Chatbots that allegedly have "reasoning capabilities" fail at simple logic problem. "Complete reasoning breakdown".
"The original problem formulation, of which we will present various versions in our investigation is as following: 'Alice has N brothers and she also has M sisters. How many sisters does Alice's brother have?'. The problem features a fictional female person (as hinted by the 'she' pronoun) called Alice, providing clear statements about her number of brothers and sisters, and asking a clear question to determine the number of sisters a brother of Alice has. The problem has a light quiz style and is arguably no challenge for most adult humans and probably to some extent even not a hard problem to solve via common sense reasoning if posed to children above certain age."

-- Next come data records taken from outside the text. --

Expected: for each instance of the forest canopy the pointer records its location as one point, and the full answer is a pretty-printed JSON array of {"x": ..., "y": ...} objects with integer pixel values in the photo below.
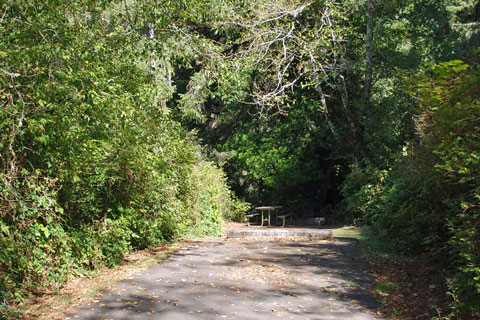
[{"x": 125, "y": 124}]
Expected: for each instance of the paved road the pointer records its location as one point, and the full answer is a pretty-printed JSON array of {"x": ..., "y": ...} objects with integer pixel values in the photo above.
[{"x": 245, "y": 279}]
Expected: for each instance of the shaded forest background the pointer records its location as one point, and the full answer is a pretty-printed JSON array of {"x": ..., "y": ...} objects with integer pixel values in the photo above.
[{"x": 125, "y": 124}]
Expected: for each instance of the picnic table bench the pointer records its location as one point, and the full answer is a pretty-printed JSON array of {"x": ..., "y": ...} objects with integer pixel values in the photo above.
[{"x": 267, "y": 213}]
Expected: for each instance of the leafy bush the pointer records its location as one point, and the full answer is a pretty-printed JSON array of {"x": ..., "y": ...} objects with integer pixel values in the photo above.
[
  {"x": 92, "y": 165},
  {"x": 428, "y": 202}
]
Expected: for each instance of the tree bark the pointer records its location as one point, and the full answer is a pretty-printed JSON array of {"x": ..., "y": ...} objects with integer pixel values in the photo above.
[
  {"x": 369, "y": 53},
  {"x": 319, "y": 89}
]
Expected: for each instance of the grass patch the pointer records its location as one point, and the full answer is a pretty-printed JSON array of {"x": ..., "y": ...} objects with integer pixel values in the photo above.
[
  {"x": 406, "y": 287},
  {"x": 56, "y": 305}
]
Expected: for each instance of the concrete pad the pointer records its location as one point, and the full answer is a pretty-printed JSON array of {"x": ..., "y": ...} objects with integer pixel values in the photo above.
[{"x": 281, "y": 233}]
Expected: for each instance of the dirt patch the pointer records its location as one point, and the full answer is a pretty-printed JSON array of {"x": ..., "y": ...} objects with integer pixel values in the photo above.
[{"x": 409, "y": 289}]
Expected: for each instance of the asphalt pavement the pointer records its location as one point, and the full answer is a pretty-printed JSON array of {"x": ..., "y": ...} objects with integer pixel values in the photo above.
[{"x": 245, "y": 279}]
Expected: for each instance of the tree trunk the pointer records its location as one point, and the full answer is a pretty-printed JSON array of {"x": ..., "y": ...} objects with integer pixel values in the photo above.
[
  {"x": 319, "y": 89},
  {"x": 369, "y": 54}
]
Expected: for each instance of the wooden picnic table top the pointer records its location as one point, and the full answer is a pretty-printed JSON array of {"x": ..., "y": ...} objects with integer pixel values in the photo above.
[{"x": 268, "y": 208}]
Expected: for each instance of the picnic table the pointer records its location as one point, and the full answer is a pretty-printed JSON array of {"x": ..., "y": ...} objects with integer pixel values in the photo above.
[{"x": 267, "y": 212}]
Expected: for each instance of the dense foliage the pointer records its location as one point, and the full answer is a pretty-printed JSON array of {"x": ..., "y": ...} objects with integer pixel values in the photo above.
[
  {"x": 120, "y": 117},
  {"x": 92, "y": 164}
]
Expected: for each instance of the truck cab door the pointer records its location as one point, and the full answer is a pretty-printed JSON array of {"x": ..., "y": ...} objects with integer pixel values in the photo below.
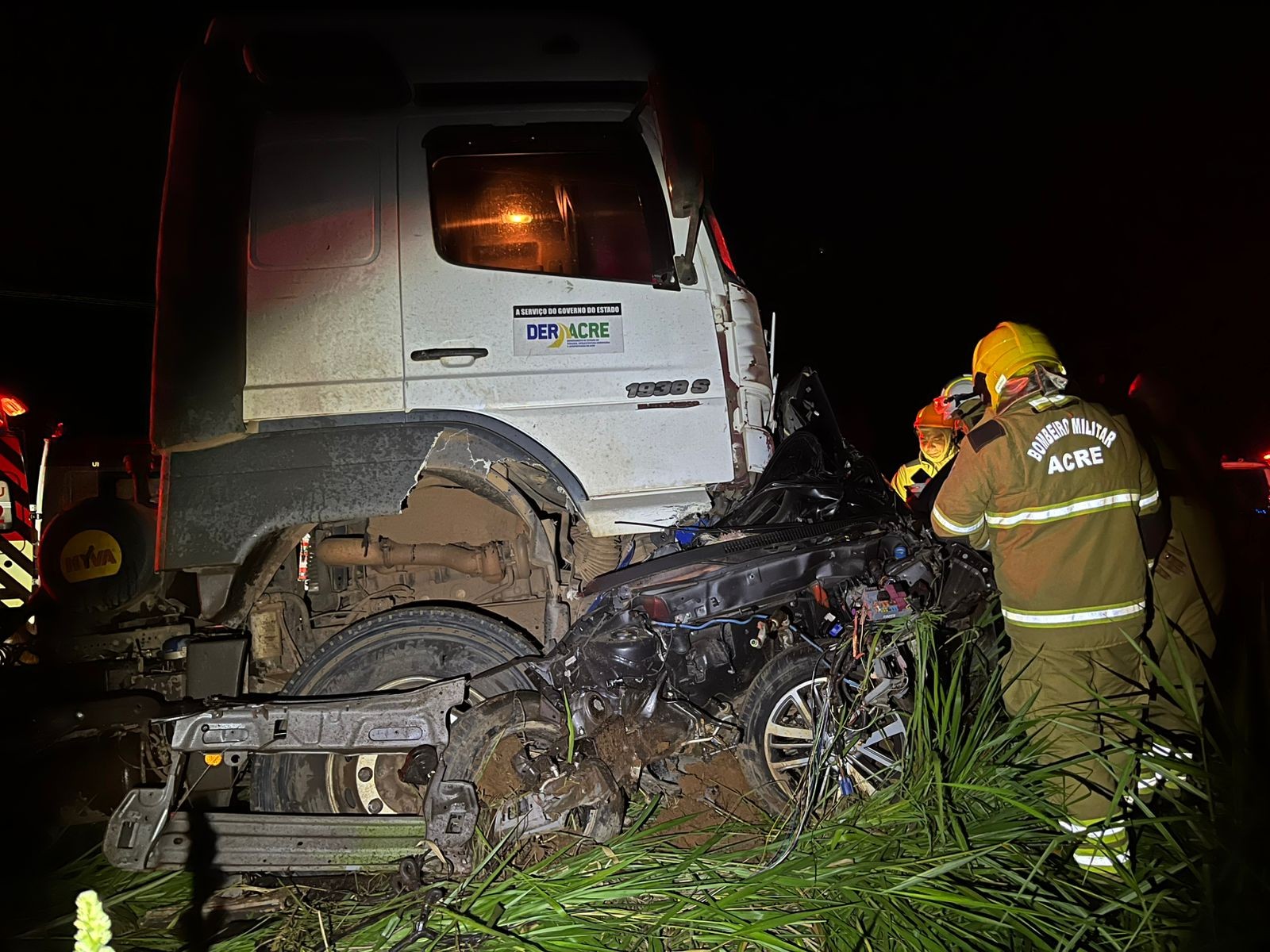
[{"x": 539, "y": 290}]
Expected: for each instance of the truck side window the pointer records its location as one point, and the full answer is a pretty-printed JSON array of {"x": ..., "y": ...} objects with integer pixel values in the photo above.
[{"x": 537, "y": 205}]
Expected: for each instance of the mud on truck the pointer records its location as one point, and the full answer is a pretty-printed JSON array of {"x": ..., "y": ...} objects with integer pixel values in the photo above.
[{"x": 465, "y": 432}]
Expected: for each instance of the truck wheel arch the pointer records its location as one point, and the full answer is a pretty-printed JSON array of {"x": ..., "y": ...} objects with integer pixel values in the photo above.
[{"x": 232, "y": 513}]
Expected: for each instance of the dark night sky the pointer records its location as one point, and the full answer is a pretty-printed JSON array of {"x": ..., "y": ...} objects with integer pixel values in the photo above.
[{"x": 892, "y": 184}]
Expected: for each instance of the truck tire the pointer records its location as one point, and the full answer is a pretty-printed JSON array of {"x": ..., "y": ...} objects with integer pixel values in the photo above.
[{"x": 398, "y": 649}]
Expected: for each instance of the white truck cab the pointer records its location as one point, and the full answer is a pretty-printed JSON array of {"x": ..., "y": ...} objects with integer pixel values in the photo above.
[{"x": 444, "y": 286}]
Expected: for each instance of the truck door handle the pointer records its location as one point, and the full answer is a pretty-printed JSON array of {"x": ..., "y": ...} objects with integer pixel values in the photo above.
[{"x": 440, "y": 353}]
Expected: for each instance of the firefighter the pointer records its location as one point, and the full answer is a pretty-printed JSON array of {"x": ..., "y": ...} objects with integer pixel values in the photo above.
[
  {"x": 1064, "y": 495},
  {"x": 1187, "y": 581},
  {"x": 918, "y": 482}
]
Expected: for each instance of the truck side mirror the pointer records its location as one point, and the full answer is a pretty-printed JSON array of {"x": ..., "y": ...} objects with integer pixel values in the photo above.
[
  {"x": 685, "y": 159},
  {"x": 6, "y": 507}
]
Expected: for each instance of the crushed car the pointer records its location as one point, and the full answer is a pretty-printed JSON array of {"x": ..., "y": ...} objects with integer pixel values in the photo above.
[{"x": 776, "y": 630}]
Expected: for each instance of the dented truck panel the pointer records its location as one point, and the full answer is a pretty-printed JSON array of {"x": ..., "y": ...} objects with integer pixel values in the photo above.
[{"x": 222, "y": 503}]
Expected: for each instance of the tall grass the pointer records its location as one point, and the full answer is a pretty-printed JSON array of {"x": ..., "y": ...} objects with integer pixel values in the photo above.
[{"x": 963, "y": 854}]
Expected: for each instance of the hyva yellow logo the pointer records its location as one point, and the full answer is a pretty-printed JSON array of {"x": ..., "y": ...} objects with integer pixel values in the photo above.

"We posed varying versions of this simple problem (which in following we will refer to as 'Alice In Wonderland problem', AIW problem) to various SOTA LLMs that claim strong reasoning capabilities. We selected closed ones like GPT-3.5/4/4o (openAI), Claude 3 Opus (Anthropic), Gemini (Google DeepMind), and open weight ones like Llama 2/3 (Meta), Mistral and Mixtral (Mistral AI), including very recent Dbrx by Mosaic and Command R+ by Cohere (which are stated in numerous announcements to lead the open weights models as of April 2024, according to open LLM leaderboards). We analyse the response statistics and observe strong collapse of reasoning and inability to answer the simple question as formulated above across most of the tested models, despite claimed strong reasoning capabilities. Notable exceptions are Claude 3 Opus and GPT-4 that occasionally manage to provide correct responses backed up with correct reasoning as evident in structured step by step explanations those models deliver together with solution. However, Claude 3 Opus and GPT-4 still show frequent failures to solve this simple problem across trials. Importantly, they also show strong fluctuations across even slight problem variations that should not affect problem solving. Retaining the relational logic of the problem, we also formulated a harder form (AIW+), where both Claude 3 Opus and GPT-4o collapse almost to 0 success rate."

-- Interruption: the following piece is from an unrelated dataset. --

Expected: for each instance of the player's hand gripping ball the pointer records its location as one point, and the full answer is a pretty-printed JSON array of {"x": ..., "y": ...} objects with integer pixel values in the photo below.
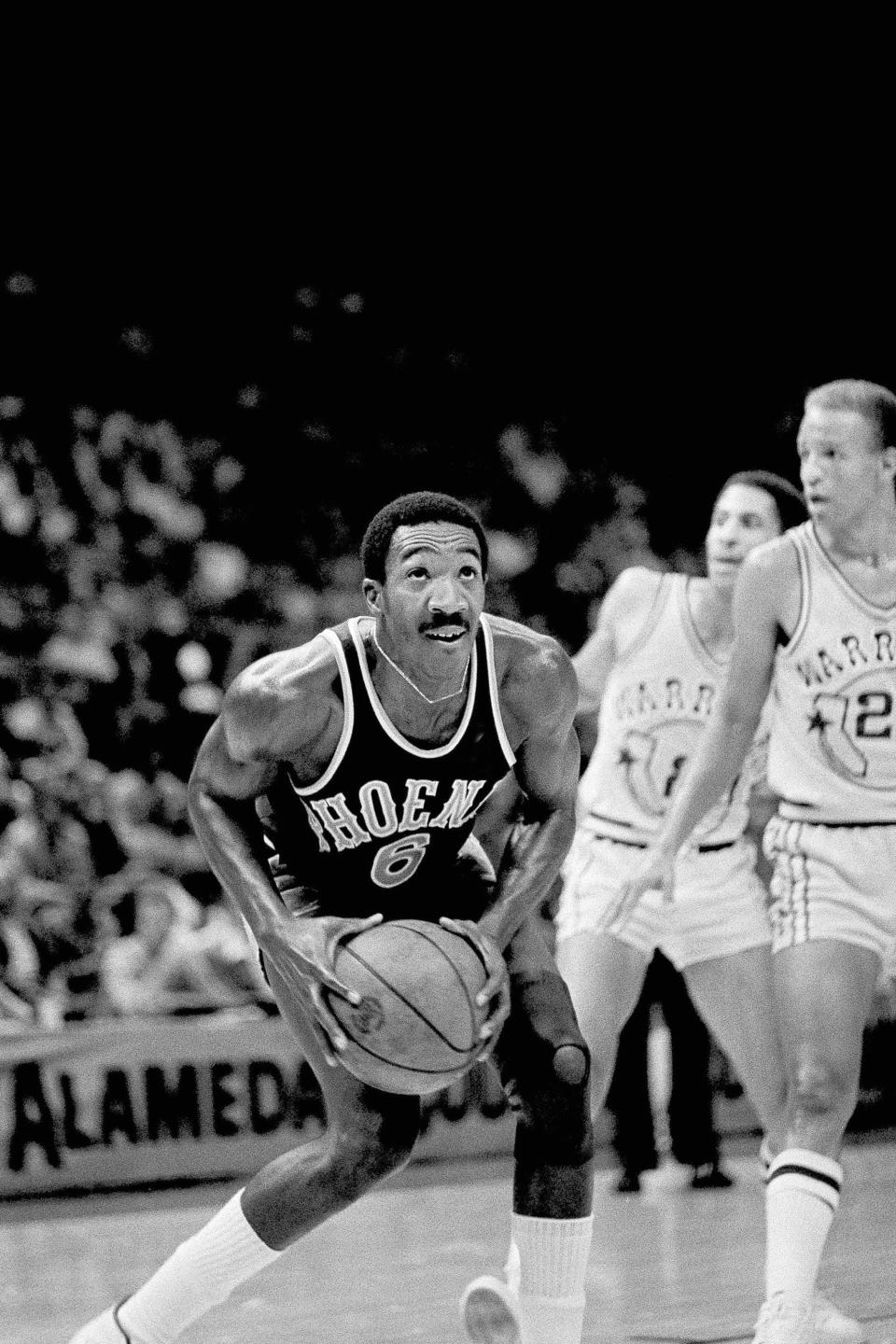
[{"x": 416, "y": 1027}]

"To further measure the sensitivity and robustness of models to slight AIW problem variations, we formulate AIW Alice Female Power Boost and AIW Extention versions, which provide further evidence for strong performance fluctuations and lack of robustness in all tested models, being a reoccurring signature of their severely impaired basic reasoning we observe in this study."

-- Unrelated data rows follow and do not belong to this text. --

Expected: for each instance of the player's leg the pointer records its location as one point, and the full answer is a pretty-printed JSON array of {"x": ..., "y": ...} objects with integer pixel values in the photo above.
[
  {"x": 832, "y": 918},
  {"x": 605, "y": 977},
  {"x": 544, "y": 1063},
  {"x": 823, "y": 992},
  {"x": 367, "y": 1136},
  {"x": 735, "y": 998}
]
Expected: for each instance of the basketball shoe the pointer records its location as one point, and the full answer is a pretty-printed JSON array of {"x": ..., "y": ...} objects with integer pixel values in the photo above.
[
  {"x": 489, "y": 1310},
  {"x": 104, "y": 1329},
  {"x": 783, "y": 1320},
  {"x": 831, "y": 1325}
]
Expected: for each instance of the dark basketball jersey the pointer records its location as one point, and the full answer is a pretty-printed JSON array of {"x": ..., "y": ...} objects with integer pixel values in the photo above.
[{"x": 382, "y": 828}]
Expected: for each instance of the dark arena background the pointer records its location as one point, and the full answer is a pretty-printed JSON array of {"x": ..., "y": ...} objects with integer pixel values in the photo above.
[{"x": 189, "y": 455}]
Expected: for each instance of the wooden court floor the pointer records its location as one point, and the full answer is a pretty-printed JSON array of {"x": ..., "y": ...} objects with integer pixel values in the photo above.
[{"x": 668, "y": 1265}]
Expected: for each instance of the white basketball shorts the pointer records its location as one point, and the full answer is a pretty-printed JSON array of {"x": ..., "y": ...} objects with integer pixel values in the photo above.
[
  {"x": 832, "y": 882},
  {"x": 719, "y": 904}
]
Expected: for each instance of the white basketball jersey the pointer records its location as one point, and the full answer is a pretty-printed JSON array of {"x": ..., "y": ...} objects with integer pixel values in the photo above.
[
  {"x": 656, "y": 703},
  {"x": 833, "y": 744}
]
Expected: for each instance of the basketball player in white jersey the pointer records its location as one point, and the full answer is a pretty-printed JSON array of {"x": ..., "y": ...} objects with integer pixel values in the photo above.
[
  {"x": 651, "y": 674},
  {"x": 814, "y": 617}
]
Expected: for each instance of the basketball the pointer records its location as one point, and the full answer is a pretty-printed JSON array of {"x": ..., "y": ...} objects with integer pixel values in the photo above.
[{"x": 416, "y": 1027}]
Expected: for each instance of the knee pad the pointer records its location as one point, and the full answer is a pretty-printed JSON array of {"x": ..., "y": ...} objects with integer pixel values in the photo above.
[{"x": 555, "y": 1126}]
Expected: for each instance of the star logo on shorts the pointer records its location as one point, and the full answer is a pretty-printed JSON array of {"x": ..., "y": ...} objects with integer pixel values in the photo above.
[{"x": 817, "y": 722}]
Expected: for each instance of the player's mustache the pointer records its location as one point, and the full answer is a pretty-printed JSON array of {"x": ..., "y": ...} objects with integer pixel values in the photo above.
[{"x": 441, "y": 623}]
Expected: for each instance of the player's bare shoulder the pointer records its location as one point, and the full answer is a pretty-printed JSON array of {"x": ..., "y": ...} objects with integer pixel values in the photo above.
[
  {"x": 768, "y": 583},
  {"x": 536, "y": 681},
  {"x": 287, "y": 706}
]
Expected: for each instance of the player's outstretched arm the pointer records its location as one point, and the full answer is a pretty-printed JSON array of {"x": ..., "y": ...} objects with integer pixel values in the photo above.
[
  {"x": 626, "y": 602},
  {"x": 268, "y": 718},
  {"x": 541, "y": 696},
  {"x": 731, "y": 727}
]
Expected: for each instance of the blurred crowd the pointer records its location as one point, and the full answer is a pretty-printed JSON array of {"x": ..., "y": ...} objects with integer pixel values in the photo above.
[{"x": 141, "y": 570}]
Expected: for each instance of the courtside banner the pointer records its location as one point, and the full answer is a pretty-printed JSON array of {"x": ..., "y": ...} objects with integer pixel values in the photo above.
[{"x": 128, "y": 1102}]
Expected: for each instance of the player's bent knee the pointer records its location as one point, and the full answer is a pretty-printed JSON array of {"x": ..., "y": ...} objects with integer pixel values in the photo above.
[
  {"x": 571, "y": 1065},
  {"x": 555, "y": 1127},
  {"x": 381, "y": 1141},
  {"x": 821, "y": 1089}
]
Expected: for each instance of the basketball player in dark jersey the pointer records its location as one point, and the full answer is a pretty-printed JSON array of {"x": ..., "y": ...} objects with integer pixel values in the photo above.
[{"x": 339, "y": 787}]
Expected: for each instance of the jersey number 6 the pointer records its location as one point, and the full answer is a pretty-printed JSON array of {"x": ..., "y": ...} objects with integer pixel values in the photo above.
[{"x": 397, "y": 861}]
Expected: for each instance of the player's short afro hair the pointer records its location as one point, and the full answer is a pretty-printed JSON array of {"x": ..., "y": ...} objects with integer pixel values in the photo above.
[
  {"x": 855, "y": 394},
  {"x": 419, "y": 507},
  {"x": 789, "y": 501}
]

If you're wondering about the "Alice Female Power Boost", that variation "uses a fully redundant 'Alice is female' addition ('she' pronoun is already used in AIW original problem to fully determine gender information and avoid any uncertainty about person's gender as it can be inferred from the name only)."
The "AIW Extension uses combination of both Alice and Bob as sister and brother to ask same type of question."
And AIW++? An example of that is:
"Alice has 3 sisters. Her mother has 1 sister who does not have children -- she has 7 nephews and nieces and also 2 brothers. Alice's father has a brother who has 5 nephews and nieces in total, and who has also 1 son. How many cousins does Alice's sister have?"
That one's tricky enough that I had to look up the definitions of "nephew" and "niece" and make a diagram of 3 generations on a piece of paper.